When grouped together, Asian Americans comprise the fastest-growing ethnic population in the U.S., going from 11.9 million in 2000 to 20.4 million in 2015—a rise of 71.4%.
The problem, however, is that grouping all Asian Americans together masks their diversity and tends to hide their particular challenges. This problem is exacerbated when data for Asian American and Pacific Islanders are aggregated under the “AAPI” banner, relegating many to become statistically invisible in the anonymous “other” data column.
Or, as it’s put in the AMA Center for Health Equity’s “AAPI Community Data Needed to Assess Better Health Outcomes” (PDF) report, “What is measured is what is valued; what is undercounted tends to be counted out.”
“The dearth of racially and ethnically disaggregated data reflecting the health of AAPI persons and families underlies the struggles of the physician community to fully attend to, and be attuned to, the unique needs of their AAPI patients,” the report states.
The need for this data is not just an academic debate—it leads to real-world deficits, said Ray Samoa, MD, assistant professor in the Department of Diabetes, Endocrinology and Metabolism at City of Hope Medical Center, in Duarte, California.
“The public health cycle that I understand starts with data,” which then informs allocation of resources and programming, Dr. Samoa said. “Native Hawaiians, Pacific Islanders, Native Americans, Asian populations—we are invisible, so there is no data. So there's no way for us to even partake in any of the downstream benefits of that cycle.”
Dr. Samoa, who told Congress (PDF) that, to his knowledge, he is “the only endocrinologist of Pacific Islander descent on the U.S. continent,” made his remarks during an episode of the AMA Prioritizing Equity video series, “COVID-19 and Asian American and Pacific Islander Voices.”
When all are assembled under the AAPI banner, differences in health issues are lost, said Anna Yap, MD, a fourth-year resident in University of California, Los Angeles-Ronald Reagan/Olive View emergency medicine program. She is also a delegate in the AMA Resident and Fellow Section.
With diabetes, for example, about 10% of the AAPI population has diabetes, compared with 8% of the overall U.S. population, Dr. Yap said.
“When you break that data down, it's actually 47% of American Samoans and 20% of native Hawaiians who have diabetes,” she said. “You wouldn't know this unless you disaggregated the data.”
With the Chinese Exclusion Act (1882), the Immigration Act (1917), the National Origins Act (1924), and the internment of Japanese Americans during World War II, Dr. Yap said discrimination against Asian Americans and Pacific Islanders was codified into law and became “baked in policy” even after the laws were repealed.
Too little attention is paid to the U.S. history of racist, discriminatory actions against Asian Americans, leading to it getting “kind of erased,” Dr. Yap said.
Moreover, it’s too often assumed that all Asian Americans represent a so-called model minority, and that these historical wrongs don’t matter anymore.
But the impact is there. Dr. Yap’s family is from Malaysia and, as a child, she said other schoolchildren made bullied her for speaking Chinese or for the lunch she brought to school.
“I was made fun of for having rice in a rice box that my dad so lovingly prepared,” she said.
Similarly, Dr.

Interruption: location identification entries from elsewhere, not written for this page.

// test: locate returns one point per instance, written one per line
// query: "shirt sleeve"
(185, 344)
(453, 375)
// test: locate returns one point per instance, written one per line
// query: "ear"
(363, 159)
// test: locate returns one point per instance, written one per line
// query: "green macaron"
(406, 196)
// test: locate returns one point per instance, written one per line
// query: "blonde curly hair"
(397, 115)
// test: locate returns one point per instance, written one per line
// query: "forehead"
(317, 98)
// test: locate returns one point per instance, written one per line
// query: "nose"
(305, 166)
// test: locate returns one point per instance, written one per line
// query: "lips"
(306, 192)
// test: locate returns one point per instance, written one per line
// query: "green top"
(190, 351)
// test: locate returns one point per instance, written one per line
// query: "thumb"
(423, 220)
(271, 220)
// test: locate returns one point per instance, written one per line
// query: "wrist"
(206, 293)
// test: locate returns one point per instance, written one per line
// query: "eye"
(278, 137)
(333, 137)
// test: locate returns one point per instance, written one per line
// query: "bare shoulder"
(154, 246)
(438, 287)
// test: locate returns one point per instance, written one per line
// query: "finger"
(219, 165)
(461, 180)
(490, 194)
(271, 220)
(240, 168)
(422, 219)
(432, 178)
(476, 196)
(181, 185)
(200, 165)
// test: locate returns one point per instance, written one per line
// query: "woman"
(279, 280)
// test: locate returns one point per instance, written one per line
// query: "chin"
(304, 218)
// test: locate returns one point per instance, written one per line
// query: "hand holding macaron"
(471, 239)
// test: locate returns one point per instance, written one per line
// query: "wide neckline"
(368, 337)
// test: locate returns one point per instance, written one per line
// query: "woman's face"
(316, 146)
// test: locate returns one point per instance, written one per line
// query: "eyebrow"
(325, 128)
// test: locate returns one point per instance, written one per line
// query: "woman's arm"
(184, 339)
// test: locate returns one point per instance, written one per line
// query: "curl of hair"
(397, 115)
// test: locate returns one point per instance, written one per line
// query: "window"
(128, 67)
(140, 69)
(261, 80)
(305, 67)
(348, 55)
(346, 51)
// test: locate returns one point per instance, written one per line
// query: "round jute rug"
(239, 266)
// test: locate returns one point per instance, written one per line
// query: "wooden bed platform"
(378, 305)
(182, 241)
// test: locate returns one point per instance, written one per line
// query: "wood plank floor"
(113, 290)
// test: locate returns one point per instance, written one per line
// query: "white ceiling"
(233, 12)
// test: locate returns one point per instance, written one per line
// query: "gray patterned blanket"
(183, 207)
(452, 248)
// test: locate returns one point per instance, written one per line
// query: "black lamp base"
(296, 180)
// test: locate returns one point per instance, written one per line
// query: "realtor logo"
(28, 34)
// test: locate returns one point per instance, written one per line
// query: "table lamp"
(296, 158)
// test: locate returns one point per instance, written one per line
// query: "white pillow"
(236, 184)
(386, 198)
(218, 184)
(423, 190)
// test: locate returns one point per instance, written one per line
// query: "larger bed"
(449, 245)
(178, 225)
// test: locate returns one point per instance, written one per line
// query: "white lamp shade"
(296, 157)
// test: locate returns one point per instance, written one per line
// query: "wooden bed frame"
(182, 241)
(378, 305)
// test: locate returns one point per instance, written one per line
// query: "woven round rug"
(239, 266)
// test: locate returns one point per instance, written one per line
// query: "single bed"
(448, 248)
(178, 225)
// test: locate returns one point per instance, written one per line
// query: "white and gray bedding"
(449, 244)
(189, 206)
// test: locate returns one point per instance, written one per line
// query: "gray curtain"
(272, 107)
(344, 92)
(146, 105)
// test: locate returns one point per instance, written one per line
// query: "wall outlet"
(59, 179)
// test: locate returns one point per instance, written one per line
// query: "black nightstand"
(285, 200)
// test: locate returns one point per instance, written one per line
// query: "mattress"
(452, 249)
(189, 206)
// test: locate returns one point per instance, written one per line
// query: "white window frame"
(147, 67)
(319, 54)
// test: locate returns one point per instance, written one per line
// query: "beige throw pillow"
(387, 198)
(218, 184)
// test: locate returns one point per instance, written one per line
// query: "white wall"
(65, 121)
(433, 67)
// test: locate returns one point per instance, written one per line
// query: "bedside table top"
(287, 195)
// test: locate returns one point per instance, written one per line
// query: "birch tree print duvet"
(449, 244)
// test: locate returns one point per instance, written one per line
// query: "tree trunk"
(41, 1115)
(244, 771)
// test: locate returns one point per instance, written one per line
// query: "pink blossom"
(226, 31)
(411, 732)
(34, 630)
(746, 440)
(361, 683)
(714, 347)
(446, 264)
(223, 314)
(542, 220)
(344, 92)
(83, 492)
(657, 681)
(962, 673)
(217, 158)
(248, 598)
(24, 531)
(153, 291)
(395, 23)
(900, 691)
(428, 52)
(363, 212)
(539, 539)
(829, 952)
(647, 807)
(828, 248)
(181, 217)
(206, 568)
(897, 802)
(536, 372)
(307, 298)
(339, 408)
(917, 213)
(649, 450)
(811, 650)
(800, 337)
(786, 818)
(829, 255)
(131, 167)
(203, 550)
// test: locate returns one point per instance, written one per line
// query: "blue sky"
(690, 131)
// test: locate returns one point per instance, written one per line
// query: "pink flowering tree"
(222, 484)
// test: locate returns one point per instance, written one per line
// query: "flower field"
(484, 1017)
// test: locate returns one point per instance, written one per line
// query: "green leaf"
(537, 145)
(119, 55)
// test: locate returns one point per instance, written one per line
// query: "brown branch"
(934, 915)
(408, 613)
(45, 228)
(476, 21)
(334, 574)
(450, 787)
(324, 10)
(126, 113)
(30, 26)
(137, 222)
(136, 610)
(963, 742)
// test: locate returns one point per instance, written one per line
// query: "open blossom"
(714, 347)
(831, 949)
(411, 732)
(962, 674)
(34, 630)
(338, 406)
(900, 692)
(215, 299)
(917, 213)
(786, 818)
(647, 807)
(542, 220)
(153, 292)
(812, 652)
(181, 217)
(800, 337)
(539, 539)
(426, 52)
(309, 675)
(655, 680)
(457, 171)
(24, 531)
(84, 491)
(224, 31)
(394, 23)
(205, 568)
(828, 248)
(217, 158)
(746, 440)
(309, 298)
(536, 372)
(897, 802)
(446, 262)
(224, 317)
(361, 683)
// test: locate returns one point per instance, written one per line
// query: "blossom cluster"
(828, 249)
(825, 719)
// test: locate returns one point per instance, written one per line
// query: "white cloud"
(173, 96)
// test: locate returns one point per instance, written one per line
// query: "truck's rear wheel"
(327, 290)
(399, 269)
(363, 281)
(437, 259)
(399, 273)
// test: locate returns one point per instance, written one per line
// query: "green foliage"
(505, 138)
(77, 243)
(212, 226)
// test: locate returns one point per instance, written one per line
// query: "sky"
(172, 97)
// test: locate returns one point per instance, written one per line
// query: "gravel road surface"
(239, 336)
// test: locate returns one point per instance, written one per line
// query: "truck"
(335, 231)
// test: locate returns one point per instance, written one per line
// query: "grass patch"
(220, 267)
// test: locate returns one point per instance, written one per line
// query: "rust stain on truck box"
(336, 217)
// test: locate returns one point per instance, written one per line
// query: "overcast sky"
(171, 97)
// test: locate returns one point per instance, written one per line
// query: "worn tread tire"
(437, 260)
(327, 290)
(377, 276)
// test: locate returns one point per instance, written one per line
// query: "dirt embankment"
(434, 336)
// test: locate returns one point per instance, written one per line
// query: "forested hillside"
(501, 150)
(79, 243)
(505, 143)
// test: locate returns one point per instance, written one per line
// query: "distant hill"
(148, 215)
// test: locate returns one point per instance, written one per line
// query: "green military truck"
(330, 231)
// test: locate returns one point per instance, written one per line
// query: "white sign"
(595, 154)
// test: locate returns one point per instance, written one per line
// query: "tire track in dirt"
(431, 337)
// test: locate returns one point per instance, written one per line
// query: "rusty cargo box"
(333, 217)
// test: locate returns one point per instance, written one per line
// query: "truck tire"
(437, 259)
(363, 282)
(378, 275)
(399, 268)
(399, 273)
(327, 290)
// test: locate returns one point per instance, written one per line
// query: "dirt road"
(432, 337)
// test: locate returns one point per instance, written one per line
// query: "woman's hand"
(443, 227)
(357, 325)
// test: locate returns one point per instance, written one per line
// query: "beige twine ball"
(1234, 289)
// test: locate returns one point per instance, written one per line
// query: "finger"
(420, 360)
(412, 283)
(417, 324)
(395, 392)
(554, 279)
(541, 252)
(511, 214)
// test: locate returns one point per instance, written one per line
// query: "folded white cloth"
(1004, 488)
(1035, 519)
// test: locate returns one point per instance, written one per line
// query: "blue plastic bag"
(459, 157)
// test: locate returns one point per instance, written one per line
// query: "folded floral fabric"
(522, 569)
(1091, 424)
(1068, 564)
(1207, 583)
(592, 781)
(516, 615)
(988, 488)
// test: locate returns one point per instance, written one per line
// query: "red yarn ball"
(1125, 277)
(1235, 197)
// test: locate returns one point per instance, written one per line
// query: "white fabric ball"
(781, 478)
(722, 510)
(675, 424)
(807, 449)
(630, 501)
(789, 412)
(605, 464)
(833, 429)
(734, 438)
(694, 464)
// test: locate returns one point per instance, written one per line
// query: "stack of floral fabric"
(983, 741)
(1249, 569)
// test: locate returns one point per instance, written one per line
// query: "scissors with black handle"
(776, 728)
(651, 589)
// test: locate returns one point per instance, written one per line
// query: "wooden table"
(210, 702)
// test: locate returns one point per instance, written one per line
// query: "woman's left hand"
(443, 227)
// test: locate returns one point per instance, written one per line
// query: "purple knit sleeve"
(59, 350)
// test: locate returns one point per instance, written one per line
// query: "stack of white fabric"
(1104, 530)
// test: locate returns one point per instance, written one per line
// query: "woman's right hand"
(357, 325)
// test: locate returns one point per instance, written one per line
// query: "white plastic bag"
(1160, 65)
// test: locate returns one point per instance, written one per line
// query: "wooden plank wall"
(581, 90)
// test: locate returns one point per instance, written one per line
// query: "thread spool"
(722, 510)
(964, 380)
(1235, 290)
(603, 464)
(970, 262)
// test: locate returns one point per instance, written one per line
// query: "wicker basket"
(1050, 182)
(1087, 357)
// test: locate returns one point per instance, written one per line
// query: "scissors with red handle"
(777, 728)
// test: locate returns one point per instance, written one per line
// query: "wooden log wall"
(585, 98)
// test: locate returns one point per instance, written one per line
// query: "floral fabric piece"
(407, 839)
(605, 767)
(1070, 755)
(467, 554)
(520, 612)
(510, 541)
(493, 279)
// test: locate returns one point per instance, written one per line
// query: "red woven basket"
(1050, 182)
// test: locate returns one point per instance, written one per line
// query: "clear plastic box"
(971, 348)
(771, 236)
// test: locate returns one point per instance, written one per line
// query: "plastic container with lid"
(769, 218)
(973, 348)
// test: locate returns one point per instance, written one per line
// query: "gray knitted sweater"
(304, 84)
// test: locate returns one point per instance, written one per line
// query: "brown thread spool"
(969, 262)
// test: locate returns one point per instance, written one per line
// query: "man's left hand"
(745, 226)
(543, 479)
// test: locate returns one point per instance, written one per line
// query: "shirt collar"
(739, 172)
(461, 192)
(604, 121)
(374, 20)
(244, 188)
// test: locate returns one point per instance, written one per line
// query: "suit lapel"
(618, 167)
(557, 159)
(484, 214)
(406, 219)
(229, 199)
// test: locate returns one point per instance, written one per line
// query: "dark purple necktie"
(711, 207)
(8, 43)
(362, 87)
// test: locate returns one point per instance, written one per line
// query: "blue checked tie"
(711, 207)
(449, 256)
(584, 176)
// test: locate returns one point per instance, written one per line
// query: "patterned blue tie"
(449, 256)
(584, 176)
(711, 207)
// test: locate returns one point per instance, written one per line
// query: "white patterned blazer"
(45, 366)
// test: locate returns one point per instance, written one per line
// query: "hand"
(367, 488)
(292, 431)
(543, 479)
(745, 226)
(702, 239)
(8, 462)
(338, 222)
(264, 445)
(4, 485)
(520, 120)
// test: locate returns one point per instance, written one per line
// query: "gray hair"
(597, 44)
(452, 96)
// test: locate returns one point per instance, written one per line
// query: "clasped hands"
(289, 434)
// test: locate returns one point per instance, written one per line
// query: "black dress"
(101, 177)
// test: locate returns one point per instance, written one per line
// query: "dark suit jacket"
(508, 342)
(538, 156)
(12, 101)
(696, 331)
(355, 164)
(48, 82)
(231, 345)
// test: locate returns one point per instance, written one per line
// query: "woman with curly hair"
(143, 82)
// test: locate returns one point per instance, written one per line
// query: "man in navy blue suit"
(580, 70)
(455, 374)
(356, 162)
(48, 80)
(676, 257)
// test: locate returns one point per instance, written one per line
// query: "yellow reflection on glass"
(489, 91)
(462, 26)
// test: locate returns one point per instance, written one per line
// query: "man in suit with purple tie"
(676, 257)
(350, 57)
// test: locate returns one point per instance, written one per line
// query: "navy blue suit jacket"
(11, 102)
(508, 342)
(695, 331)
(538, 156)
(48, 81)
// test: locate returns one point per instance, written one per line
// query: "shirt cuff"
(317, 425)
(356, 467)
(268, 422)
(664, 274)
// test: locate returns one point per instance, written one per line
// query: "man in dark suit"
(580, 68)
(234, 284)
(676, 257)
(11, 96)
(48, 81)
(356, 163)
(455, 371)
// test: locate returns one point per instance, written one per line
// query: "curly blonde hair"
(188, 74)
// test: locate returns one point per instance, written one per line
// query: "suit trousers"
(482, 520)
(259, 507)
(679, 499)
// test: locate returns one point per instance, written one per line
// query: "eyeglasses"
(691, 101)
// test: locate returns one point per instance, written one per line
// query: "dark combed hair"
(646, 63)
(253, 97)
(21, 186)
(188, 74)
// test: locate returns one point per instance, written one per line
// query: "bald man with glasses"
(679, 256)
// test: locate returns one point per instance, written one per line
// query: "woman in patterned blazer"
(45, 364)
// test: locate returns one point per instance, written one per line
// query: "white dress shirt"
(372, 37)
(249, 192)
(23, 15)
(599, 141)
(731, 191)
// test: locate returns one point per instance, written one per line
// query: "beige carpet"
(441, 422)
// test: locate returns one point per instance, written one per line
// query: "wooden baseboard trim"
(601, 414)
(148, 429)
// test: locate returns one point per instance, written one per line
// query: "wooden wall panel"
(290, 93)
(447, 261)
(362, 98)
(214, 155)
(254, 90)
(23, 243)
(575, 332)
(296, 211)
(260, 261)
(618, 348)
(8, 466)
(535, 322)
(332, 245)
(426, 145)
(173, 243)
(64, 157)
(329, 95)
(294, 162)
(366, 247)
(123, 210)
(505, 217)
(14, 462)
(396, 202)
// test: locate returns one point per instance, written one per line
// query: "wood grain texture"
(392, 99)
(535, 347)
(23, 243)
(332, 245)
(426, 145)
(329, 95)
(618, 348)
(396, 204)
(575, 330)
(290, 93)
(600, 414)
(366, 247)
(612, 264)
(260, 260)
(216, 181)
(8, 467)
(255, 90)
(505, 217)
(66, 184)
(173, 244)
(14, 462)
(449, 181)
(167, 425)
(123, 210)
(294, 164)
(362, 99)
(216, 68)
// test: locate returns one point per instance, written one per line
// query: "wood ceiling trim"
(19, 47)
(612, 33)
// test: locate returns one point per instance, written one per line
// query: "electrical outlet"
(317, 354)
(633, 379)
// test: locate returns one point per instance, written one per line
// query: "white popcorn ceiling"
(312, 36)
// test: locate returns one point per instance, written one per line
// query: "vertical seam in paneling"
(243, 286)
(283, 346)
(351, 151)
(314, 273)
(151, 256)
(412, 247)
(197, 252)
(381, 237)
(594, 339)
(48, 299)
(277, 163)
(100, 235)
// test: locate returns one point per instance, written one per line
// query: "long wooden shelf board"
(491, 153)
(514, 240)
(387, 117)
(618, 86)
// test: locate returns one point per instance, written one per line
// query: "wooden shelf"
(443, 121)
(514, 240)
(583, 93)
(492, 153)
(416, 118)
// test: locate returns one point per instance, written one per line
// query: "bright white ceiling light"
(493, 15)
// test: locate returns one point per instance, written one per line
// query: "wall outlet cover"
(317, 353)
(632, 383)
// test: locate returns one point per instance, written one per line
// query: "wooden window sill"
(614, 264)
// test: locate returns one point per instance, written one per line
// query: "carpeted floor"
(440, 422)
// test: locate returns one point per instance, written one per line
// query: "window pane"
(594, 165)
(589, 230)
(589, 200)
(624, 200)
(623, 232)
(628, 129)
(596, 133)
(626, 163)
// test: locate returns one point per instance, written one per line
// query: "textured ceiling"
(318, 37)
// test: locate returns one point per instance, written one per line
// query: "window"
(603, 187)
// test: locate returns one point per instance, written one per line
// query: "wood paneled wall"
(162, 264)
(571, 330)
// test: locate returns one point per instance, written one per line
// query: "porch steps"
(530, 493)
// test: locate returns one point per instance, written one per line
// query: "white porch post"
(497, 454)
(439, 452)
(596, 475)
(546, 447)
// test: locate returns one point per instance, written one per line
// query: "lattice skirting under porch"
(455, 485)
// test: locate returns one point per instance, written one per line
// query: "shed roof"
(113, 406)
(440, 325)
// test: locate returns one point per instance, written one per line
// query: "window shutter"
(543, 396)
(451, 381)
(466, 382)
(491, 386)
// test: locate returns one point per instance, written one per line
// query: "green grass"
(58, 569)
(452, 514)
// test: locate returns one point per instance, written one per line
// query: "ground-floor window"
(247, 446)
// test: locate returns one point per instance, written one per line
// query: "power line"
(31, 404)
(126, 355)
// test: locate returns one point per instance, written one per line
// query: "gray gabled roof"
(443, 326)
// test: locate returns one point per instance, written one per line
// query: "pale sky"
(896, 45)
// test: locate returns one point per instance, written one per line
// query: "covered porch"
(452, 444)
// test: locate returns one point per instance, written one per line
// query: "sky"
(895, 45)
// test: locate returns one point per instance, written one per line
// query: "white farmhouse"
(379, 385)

Yap spoke about hate directed at her and other Asians during the COVID-19 pandemic.
“I had a patient who initially was nice to me but, when he realized I was Chinese-appearing, started yelling at me about how my people were making everyone sick,” Dr. Yap said, adding that this man threw urine at her and a nurse.
“We've been working so hard to fight against this pandemic and it's really disheartening to be targeted and to be hated just for our race,” she added. “To carry that burden of being hated for what we look like while still trying to provide care has been particularly rough in the community.”